Quintain Living’s Beton showcases Wembley Park’s artistic credentials
The world’s leading galleries and auction houses are currently working together to deliver London Art Week (ending this Friday). Guest curator Dr Arturo Galansino, Director General of Florence’s Fondazione Palazzo Strozzi, is focusing on ‘revolution and renewal’ as the theme of a special online exhibition during the event.
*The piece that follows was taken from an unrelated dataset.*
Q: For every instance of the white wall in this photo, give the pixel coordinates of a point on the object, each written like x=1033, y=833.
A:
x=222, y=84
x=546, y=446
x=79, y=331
Revolution and renewal are familiar concepts to the team at the award-winning Quintain Living, the management company overseeing the rental of more than 2,500 apartments in Wembley Park. Quintain Living is leading the way in creating exciting new lifestyle experiences for private renters. Residents at each of the nine developments that the company manages in Wembley Park enjoy distinctive living spaces, from their individual homes to the host of shared amenities that are unique to each building. Aside from the unique lifestyle experience that Quintain Living offers, its homes are visually compelling, too.
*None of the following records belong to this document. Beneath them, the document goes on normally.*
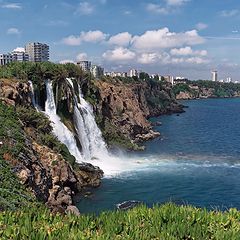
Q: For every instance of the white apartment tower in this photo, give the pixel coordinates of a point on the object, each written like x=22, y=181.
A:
x=133, y=73
x=85, y=65
x=38, y=52
x=214, y=76
x=97, y=71
x=6, y=59
x=20, y=55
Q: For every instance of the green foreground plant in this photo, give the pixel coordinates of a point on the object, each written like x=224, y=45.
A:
x=168, y=221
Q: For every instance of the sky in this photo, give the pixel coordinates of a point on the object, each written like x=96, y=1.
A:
x=186, y=38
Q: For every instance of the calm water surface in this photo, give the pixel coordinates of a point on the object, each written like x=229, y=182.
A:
x=195, y=161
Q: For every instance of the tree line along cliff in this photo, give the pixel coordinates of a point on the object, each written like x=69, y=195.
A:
x=43, y=165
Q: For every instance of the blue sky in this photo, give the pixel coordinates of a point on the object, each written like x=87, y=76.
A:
x=179, y=37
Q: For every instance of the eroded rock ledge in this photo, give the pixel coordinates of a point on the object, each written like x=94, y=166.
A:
x=44, y=171
x=125, y=108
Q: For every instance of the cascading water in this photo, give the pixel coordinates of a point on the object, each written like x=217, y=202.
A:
x=89, y=134
x=94, y=149
x=33, y=96
x=59, y=129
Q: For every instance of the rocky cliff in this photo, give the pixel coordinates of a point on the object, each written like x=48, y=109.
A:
x=42, y=164
x=123, y=109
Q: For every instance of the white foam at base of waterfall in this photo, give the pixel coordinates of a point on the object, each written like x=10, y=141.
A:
x=59, y=129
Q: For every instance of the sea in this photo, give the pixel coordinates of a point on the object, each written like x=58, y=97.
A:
x=195, y=161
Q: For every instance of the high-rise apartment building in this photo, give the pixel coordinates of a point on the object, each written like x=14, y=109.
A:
x=38, y=52
x=133, y=73
x=97, y=71
x=20, y=55
x=6, y=58
x=85, y=65
x=214, y=76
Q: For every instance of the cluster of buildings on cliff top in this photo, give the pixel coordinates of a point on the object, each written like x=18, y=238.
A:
x=215, y=78
x=33, y=52
x=39, y=52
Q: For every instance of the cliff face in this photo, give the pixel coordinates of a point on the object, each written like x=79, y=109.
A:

Take Beton, for example. Conceptual interior designers Fossey Arora took the glorious, monochromatic base palette of the building’s raw materials (‘beton’ is French for ‘concrete’ and the building celebrates it), then drew inspiration from the pop art movement to create a rental experience like no other.
“Every element of Beton was about creating impact. We wanted to deliver something bright, bold and exciting, but at the same time precise and sophisticated. By drawing on the inspiration of pop art, we’ve delivered stylish, hope-filled apartments that reach out across the generations.”
Fossey Arora
Iconographic design company Muzéo took that artistic inspiration and ran with it, packing Beton with visually stimulating experiences at every turn. The end of corridor artworks on walls and doors are a key feature of every floor, playing with perspective and visual interaction in a way that confounds logic. Stencilling over the building’s concrete base is a feature throughout, from the floor numbers painted on the concrete walls in the stairwell to the style of the adhesive manifestations on Beton’s glass doors.